第3回は八王子で開催されている日本一小規模なパンの祭典「八王子一坪パンまつり」を企画する「Shiho Product」さんです。

問題!
JR中央線の東京駅から高尾駅までの駅の数はいくつかわかりますか?
もちろんだよぉ!
どこの駅か分かりやすくするための「駅ナンバリング」というのがあってですね、中央線の駅は「JC+数字」になっているんです。
東京駅が「JC01」で高尾駅が「JC24」。つまり24駅だよ!(ドヤ顔)
※「JC」の駅ナンバリングには中央本線や青梅線も含まれるため24番目以降の駅ナンバリングもあります。
中央線は駅ごとの個性が違って、まち歩きをしていても本当に楽しいよね。
まち歩きをしていてもコーヒーやパン、カレーなんかの美味しい香りがして、ワクワクしますねぇ。
これまでも中央線のコーヒーやパンのお店にはたくさん伺ったけど、まだまだ知らないお店がたくさんあるよね。
ここでもう1問!
「JC22」の駅は何駅?
「八王子駅」!(ドヤ顔)
さ、さすがです…。
そういえば八王子駅で「日本で一番小規模」なパンまつりが開催されていたのは知ってる?
「八王子一坪パンまつり」だよねっ!
前にお話しを聞かせていただいた八王子の「ボンシュシュ」さん、西荻窪の「キャラバン」さんも出店されていたんだよね~。


「八王子一坪パンまつり」は2024年5月の開催で12回目、次は10月10日から開催するみたいだよ!
イベントのHP楽しそう!
パンのかぶりものをした看板娘さんたちが気になるぅ~!
しかも、イギリスのロックバンドのTシャツを着ている…。
高円寺のパン屋「エクラン」さんもロックバンドのTシャツを着てたよね。

「Tシャツ」と「パン」…、これは何か関係があるのかもしれません。
それはないと思うけど…(笑)。
「八王子一坪パンまつり」や、会場となっている「はちチャレ」という場所も気になるし、少しお話しを聞けるといいね。
1.一坪で始まった名物イベント「八王子一坪パンまつり」の秘密
【レンタルスペースspace &】


わっ!
不思議な建物、ダンジョンみたい!
この建物にあるレンタルスペース「space &」で「八王子一坪パンまつり」の運営をされている「Shiho Product」の賀澤さんがお話しを聞かせてくれることになったよ!

「space &」さん、ミレイの絵画「オフィーリア」のようなちょっと不思議で楽しい絵が!
建物も含めて楽しそう場所~!
こんにちは!
こちらの建物は、建築士さんが海外で見た建物をそのまま小さくしたようなイメージで造ったそうですよ。

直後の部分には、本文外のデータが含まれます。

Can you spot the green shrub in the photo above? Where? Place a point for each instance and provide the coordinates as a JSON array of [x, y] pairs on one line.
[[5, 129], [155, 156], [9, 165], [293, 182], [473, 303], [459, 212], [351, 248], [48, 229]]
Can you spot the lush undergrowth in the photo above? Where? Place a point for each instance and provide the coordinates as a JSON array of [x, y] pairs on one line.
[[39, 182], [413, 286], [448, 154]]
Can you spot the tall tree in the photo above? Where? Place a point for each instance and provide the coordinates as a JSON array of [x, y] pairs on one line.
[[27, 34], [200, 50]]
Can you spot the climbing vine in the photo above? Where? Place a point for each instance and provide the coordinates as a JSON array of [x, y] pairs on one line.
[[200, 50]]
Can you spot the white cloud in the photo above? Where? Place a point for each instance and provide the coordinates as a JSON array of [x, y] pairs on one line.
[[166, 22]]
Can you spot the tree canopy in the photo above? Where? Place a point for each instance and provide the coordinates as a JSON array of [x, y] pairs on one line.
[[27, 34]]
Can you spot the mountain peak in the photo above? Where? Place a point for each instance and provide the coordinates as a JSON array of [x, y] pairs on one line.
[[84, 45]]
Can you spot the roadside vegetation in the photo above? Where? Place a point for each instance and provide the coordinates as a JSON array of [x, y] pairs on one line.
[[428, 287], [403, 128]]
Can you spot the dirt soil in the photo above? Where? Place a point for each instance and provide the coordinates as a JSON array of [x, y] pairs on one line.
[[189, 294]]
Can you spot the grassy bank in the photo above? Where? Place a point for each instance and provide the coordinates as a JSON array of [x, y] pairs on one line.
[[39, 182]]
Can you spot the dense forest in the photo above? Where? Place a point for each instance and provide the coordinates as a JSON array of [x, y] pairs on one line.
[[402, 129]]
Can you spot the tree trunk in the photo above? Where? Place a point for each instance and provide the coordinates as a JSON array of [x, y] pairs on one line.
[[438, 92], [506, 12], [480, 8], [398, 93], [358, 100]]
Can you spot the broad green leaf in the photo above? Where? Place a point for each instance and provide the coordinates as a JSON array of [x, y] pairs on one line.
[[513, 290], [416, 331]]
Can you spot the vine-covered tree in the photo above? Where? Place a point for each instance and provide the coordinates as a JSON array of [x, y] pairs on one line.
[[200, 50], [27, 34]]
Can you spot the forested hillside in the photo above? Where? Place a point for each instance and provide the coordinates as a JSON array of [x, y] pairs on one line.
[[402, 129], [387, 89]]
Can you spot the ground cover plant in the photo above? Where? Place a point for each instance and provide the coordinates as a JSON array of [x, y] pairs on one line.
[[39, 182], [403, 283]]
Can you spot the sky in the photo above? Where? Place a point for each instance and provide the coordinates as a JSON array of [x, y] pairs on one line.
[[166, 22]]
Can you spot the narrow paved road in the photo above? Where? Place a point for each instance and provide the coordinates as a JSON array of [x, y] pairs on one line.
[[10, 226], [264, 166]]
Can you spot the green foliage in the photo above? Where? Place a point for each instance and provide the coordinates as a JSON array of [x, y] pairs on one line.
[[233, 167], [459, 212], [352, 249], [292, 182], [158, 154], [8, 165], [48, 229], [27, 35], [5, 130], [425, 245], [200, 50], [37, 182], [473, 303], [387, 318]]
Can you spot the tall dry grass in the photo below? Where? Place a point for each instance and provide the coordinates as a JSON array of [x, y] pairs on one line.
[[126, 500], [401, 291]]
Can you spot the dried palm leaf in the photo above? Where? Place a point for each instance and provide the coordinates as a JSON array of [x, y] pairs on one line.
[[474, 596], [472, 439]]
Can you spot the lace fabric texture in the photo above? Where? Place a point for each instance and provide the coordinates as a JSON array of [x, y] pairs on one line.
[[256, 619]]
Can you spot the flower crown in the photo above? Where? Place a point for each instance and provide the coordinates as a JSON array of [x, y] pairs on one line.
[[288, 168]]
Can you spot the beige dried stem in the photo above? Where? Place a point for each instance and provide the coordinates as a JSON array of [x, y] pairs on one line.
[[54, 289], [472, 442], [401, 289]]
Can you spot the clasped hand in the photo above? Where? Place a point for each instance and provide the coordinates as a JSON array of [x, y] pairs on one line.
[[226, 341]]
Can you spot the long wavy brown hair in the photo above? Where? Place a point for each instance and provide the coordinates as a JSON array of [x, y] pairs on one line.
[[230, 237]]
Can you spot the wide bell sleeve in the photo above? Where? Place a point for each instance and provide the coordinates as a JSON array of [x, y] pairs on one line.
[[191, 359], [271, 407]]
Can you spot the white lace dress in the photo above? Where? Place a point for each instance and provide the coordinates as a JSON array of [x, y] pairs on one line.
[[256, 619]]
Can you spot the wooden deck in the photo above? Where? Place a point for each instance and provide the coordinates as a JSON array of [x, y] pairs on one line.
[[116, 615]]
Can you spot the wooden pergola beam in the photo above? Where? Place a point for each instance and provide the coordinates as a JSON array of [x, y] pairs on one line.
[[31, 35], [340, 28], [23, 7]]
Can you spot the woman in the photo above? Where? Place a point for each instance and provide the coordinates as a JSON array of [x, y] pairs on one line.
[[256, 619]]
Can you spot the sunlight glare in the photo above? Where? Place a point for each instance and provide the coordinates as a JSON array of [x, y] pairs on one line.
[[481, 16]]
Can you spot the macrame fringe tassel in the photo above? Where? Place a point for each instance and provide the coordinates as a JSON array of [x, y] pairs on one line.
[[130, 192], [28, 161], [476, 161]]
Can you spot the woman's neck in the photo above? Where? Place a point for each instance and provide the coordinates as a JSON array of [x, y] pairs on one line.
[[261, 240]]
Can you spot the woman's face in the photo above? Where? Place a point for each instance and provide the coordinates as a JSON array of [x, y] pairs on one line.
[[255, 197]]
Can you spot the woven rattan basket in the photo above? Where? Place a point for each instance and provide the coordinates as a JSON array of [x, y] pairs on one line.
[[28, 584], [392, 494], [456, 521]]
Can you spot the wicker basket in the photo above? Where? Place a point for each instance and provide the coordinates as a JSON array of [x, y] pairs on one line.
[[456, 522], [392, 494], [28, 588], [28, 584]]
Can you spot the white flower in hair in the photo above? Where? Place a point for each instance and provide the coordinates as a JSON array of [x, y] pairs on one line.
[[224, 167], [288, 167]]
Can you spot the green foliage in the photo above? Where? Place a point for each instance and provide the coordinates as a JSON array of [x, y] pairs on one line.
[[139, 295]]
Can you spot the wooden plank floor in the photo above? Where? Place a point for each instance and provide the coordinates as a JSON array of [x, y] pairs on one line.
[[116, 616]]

※「Shiho Product」代表の賀澤さんがお話ししてくださいました。
こんにちは~。
「八王子駅一坪パンまつり」、すごい人気だと伺いました!
「まつり」でありながら「1坪」という小さいスペースが気になってしまうのですが、「1坪」にした理由はあったのでしょうか?
「八王子一坪パンまつり」は「まちづくり八王子」が運営している「はちチャレ」という場所で開催しています。
「まちづくり八王子」には、私も外部スタッフとして関わっており、「チャレンジショップ「はちチャレ」を多くの人に知ってもらおう」というミッションから生まれたイベントが「八王子一坪パンまつり」なんです。
2017年の5月に第1回の開催をしました。
「チャレンジショップを知ってもらおう」ミッション…。
飲食店でも話題になるのは難しいはずですから、なかなか難しいミッションですよね。
そうなんです!
急きょ企画を考えなくてはいけなくなり、どうしようかなぁと考えていた時に、テレビで「日本最大級!パンまつり」が紹介されていました。
それを見ながらちょっとひねくれた考えで、それならこっちは「日本最小のパンまつり」だ!と浮かんできたんです。

現在の「八王子一坪パンまつり」の様子
逆転の発想!
それでも賀澤さんご自身がパン屋さんでもないですし、大変だったんではないでしょうか?
普通の「パンまつり」ではたくさんのパン屋さんが集まっていますが、「八王子一坪パンまつり」では基本1店舗が日替わりで出店します。
私もパン屋さんではないですし、当時はまだパン屋さんの知り合いがほとんどいなかったので、紹介してもらったお店に声をかけていったのですが…、
「1店舗だけのパンまつり?え?」
と、最初はやはり驚かれましたね~。
今は色々なお店が期間で入れ替わる場所が駅ナカにもあったりしますね!
そういった意味では新しい試みだったのではないでしょうか?
1店舗だけの出店は、結果的にお店の方とお客さんとの交流も生まれやすくて良かったなと思います!

確かにお店の人とパンのお話も楽しそう!
はじめての「八王子一坪パンまつり」、結果はどうなったんですか?
実はですね、初日が結構な豪雨で…、当日販売するパンの到着も遅れていたんです。
ひいぃ!
自分たちも雨なのでそこまではお客さんいらっしゃらないかなぁ~、と思っていたのですが…、スタート前から少しずつ人が並び始め、いざスタートすると当日用意した150個のパンが2時間ほどで売り切れました!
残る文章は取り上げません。